Kurucusun adıyla yörede hala kullanılan tarihi Şotman ya da Şıh Osman olarak bilinen tarihi köyümüzün adı da 1960’larda şıh, şeyh kelimesinden dolayı Tatlıpınar olarak değiştirilmiştir.

[6] Köy ve bağlı olduğu Çankırı tarih süreç içinde ta Karatekin  Gazinin fethinden beri Kastamonu’yla bütünleşik bir idari yapı içinde olmuştur. Çobanoğulları ve daha sonra hemen hemen aynı sınırlar içinde devam eden Candaroğlu Beyliklerinde de aynı yönetim altında bulunan ilimiz ve köyümüz Candaroğlu Beyliği döneminde Candaroğullarından Kasım Beyin yönetiminde ayrı bir yönetim birimi olarak Osmanlının ilk dönemlerine kadar bir bütünlük içinde olmuştur. Isfendiyar Bey oğlu Kasım’ı Çelebi Mehmet’in Eflak seferine, yardım amacı ile gönderdi. Bu arada Isfendiyar Bey’in Beylik topraklarından Çankırı, Tosya ve Kalecik’i çok sevdiği oğlu Hızır’a vermek istemesi diğer büyük oğlu Kasım Bey’in gücenmesine sebep oldu. Kasım Bey Eflak seferinden tekrar Kastamonu’ya dönmedi. Çelebi Mehmet’in hizmetinde kaldı. Daha sonra Kasım Bey, Osmanlı Devleti’nin desteğini alarak kardeşine verilen yerleri babasından istedi. Osmanlı Devleti ile mücadeleyi göze alamayan Isfendiyar Bey, mecburen Ilgaz Dağı sınır olmak şartı ile Çankırı, Tosya ve Kalecik’i oğlu Kasım Bey’e verdi. Kasım Bey ölümüne kadar Osmanlı Devleti hizmetinde kalarak Çankırı ve civarlarında beylik etmistir. Çankırı’nın 1836’da Redif-i Mansure Ankara Müşirligine bağlandığını görüyoruz. Tanzimatla gelen yeni idari yapı dolayısıyla Kayseri, Çankırı ve Ankara, Bozok (Yozgat) Eyaletine baglandıgını görüyoruz. 1846 yılından sonra tekrar bir idari taksimata gidilmis ve Çankırı önce Ankara’ya sonra Kastamonu’ya bağlanmıştır. Eyaleti’ne baglı olan Çankırı Sancağı 1861 yılında İdare-i umumiye-i vilayet nizamnamesine göre Kastamonu Vilayetine baglı bir sancak haline gelmiştir. Kastamonu Vilayeti kendi içinde, Merkez, Bolu, Çankırı, Sinop sancaklarına ayrılmıştır

[7] Ayhan, Bahattin. Çankırı ve İlçeleri. Ankara 1988 s.  Bahattin Ayhan yanısıra Tayyip Başer de Dünkü ve Bugünkü Çankırı (Ankara 1956)  adlı eserinde Bademçay Köyü bölümünde aynı bilgiyi vermektedir. 

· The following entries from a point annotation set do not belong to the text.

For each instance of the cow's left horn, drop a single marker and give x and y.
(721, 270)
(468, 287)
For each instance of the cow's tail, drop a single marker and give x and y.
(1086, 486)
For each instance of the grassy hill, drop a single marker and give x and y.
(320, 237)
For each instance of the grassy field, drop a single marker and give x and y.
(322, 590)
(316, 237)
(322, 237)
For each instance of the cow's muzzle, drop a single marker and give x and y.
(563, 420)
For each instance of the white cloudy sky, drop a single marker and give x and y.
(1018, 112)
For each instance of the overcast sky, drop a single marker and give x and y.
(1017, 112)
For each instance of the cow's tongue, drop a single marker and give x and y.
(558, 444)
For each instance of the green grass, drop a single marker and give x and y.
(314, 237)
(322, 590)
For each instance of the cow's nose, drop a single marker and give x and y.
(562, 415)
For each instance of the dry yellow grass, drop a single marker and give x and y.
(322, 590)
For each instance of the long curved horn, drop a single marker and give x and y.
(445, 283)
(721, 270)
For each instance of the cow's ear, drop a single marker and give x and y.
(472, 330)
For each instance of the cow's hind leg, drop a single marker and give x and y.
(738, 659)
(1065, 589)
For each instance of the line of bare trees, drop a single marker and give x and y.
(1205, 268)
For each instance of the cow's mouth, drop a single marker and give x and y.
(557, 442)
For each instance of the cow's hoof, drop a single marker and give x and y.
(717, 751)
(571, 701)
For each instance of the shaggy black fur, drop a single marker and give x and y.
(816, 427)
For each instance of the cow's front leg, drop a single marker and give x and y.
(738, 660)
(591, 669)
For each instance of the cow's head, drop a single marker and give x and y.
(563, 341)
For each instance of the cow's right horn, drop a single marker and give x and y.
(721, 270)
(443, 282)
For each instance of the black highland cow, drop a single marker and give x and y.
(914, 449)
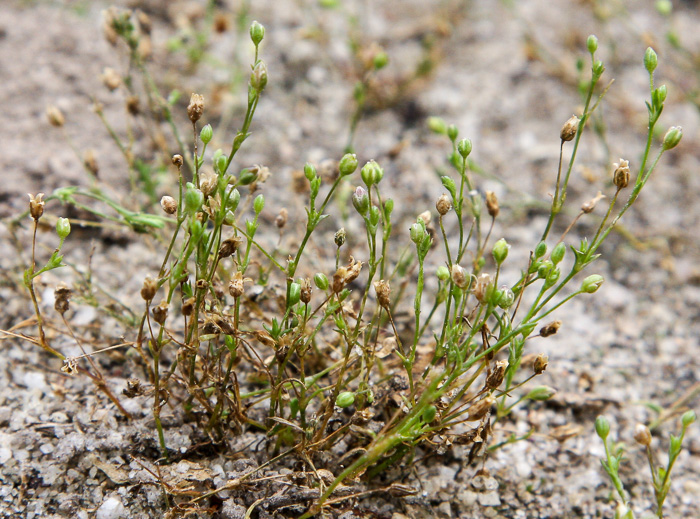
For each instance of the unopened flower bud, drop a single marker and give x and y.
(257, 33)
(550, 329)
(62, 228)
(592, 283)
(464, 147)
(348, 164)
(169, 204)
(443, 205)
(345, 399)
(650, 60)
(540, 365)
(621, 175)
(148, 291)
(196, 107)
(642, 435)
(492, 204)
(568, 131)
(321, 281)
(36, 205)
(206, 134)
(55, 116)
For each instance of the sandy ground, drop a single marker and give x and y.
(506, 76)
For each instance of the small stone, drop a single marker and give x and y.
(5, 455)
(111, 508)
(489, 499)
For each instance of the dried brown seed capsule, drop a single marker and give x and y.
(55, 116)
(36, 205)
(443, 205)
(339, 237)
(492, 204)
(621, 175)
(229, 246)
(196, 107)
(383, 293)
(62, 298)
(208, 180)
(305, 291)
(169, 204)
(590, 205)
(540, 365)
(90, 162)
(642, 435)
(495, 378)
(550, 329)
(345, 275)
(133, 105)
(281, 218)
(480, 408)
(133, 388)
(188, 306)
(568, 131)
(426, 217)
(111, 79)
(160, 312)
(148, 291)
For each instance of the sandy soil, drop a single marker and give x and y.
(506, 76)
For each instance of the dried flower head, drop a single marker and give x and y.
(480, 408)
(540, 365)
(208, 180)
(148, 291)
(55, 116)
(36, 205)
(550, 329)
(345, 275)
(62, 298)
(229, 246)
(588, 207)
(196, 107)
(568, 131)
(339, 237)
(492, 204)
(169, 204)
(111, 79)
(495, 378)
(621, 175)
(160, 312)
(383, 293)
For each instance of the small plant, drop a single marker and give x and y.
(317, 354)
(660, 475)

[8] Kuru dere diye bahsedilen akarsu yatağı Güneydoğudaki Hebil taraflarından doğarak güneydoğu batı istikametinde köyün içinden geçen kıştan haziranın ortalarına kadar akan, köylülerce Böyük Çay olarak adlandırılan akarsu yatağıdır.

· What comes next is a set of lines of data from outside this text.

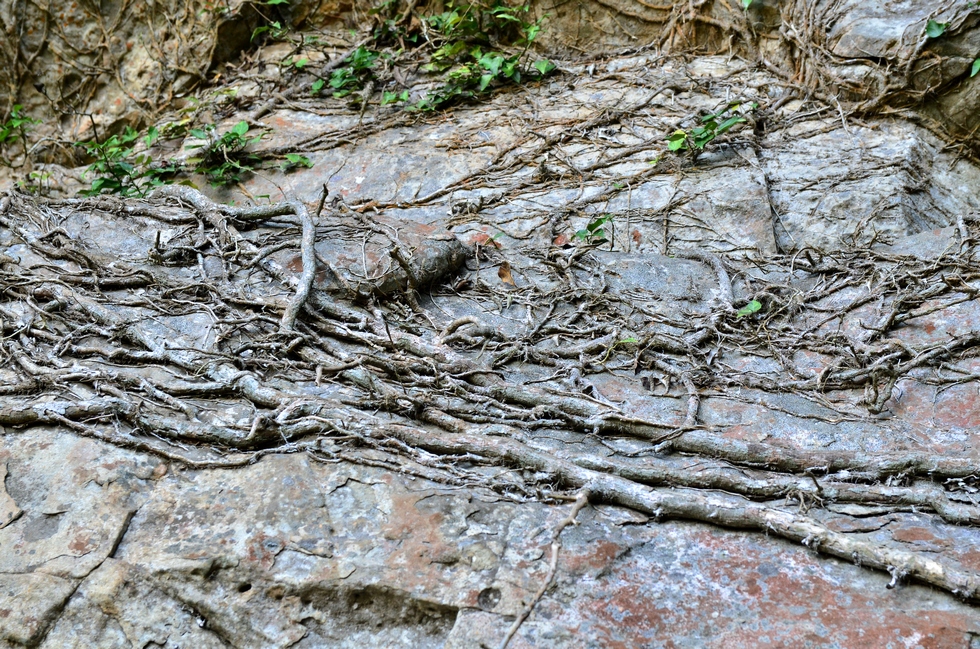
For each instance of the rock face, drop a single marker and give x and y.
(184, 471)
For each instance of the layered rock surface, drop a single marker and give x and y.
(339, 535)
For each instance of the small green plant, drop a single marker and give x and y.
(352, 76)
(393, 97)
(120, 170)
(469, 57)
(36, 183)
(711, 127)
(752, 307)
(595, 231)
(15, 129)
(223, 158)
(275, 30)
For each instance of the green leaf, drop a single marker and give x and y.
(544, 66)
(752, 307)
(677, 141)
(151, 136)
(935, 30)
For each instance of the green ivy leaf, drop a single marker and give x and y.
(677, 141)
(935, 30)
(752, 307)
(544, 66)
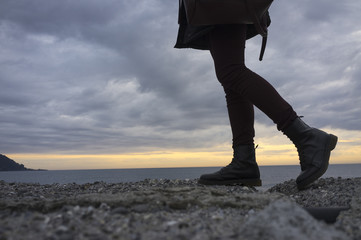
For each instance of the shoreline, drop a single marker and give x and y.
(177, 209)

[9] Kuzey batısında Yaka köyüyle sınırdaş olduğu bilgisi atlanmıştır. Sınırları içinde Bademçaylılara ait tarlalar olmasına rağmen Ayseki köyüyle Gebeş taraflarından sınırdaş değildir. Arada Yaka köy arazisi vardır.

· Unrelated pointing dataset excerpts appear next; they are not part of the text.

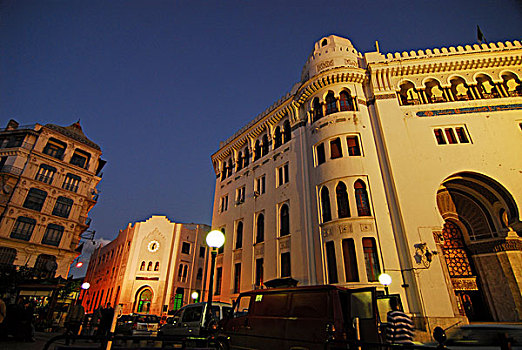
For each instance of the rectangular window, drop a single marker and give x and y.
(450, 135)
(286, 269)
(185, 248)
(282, 175)
(80, 158)
(350, 261)
(237, 278)
(35, 199)
(71, 182)
(53, 235)
(259, 273)
(462, 135)
(219, 276)
(259, 185)
(336, 150)
(224, 203)
(63, 207)
(240, 195)
(320, 153)
(23, 228)
(353, 146)
(55, 148)
(371, 259)
(45, 174)
(331, 262)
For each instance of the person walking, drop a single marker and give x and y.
(399, 329)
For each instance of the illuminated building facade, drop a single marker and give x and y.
(152, 267)
(48, 179)
(404, 163)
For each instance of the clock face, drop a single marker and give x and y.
(153, 246)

[10] Yaban hayvanları: Kurt, tilki, tavşan, sansar son zamanlarda domuz, ve 20223'ten sonra ayı görülmeye başlanmıştır. Kanatlılardan sıkça görülen serçe, kumru, güvercinlerin yanı sıra ibük denen ibibik kuşu, tezek kuşu, alakarga, garaguş denen kartal, akbaba (ne yazık ki tarlalarda ilaçlamalar başladıktan sonra akbaba ve karga nesli tükenmiştir.)vb., zehirsiz yılan türleri, çökelez denen sincap, porsuk, kösköpek denen köstebek vb.